エイプリルフールの由来はフランス?

4月の年中行事/April Fools' Day

1年に一度、4月1日にウソをついてもいいとされる不思議な年中行事、エイプリルフール(April Fools' Day)。日本では「四月馬鹿」とも訳される。

一説によれば、ウソをついていいのは4月1日の午前中までで、午後にはウソであることを明かさないといけないというルールや、エイプリルフールについた嘘は1年間実現しないというジンクスなどもあるという。

エイプリルフールの由来・ルーツ、発祥・起源については諸説あるが、よく引き合いに出される有名な説として、16世紀フランスで起きた改暦を巡る騒動について簡単にまとめてみた。

合わせて、フランスのエイプリルフールと深い関係にある「4月の魚」についても軽く触れることとしたい。

フランス王シャルル9世による改暦

舞台は16世紀半ばのフランス、ヴァロワ朝第12代フランス王シャルル9世(1550- 1574)が10歳で即位し、母后カトリーヌに支えられながらフランスを統治していた。

エイプリルフールにつながるとされる出来事が起きたのは、シャルル9世(右挿絵)が14歳頃の1564年。

それまで新年は3月25日であり、4月1日まで新春の祭りがおこなわれていたが、今後は新年を1月1日に変更するという「ルシヨンの勅令」が下された。

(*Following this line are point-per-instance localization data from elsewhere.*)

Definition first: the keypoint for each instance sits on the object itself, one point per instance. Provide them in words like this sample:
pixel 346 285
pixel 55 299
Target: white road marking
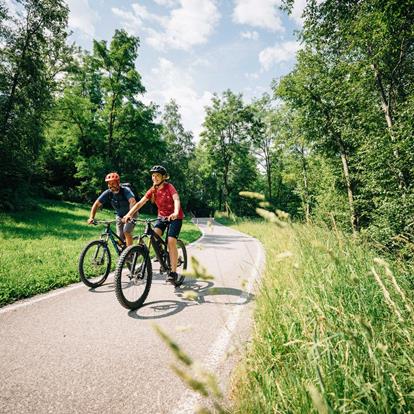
pixel 188 401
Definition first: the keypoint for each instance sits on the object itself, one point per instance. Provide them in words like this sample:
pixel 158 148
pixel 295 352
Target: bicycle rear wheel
pixel 94 263
pixel 181 262
pixel 133 277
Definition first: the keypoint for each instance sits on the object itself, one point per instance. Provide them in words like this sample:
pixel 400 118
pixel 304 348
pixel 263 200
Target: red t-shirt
pixel 164 200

一部の国民はこの改暦に反発し、4月1日を「ウソの新年」(今まで通りの新年)として祝い続けたという。改暦に反発したものは処刑されたとの解説もあるようだが定かではない。

当時のフランスは、国内のカトリックとプロテスタントが40年近く争った内戦「ユグノー戦争」の真っ只中であり、死亡の原因を明確に判別することは難しいのではないかと思われる。

3月25日は受胎告知日 現代の日英の会計年度にも

ちなみに「3月25日」という日付は、キリスト教の新約聖書に基づく受胎告知(じゅたいこくち)の日、すなわち聖母マリアが天使ガブリエルからお告げを受けた日であり、当時のフランスを含む多くのヨーロッパ諸国はこの日を新年と定めていた。

イギリス(グレートブリテン王国)もこの「3月25日」を1752年まで採用しており、現代の英国における会計年度(4月から3月)はこれに由来している。日本も明治時代にイギリスの年度を採用し、現代まで続いている。

紙の魚を背中にコッソリ貼るイタズラも

フランスでは、エイプリルフールは「4月の魚 Poisson d'Avril(プワソン・ダヴリル)」と呼ばれ、紙の魚を背中にコッソリ貼るイタズラが行われる。

また、菓子店の店頭には魚をかたどったチョコレートやパイが並び、「Poisson d'Avril(プワソン・ダヴリル)」のお祭りムードが町中に広がる。

なぜ4月1日のエイプリルフールに紙の魚が用いられるのかについては諸説あるが、この時期に簡単に釣れる利口でないサバから来ているとする説や、産卵期の関係で禁漁となる4月に釣り好きの人をからかってニシンを送ったというジョークから来ているなどの説がある。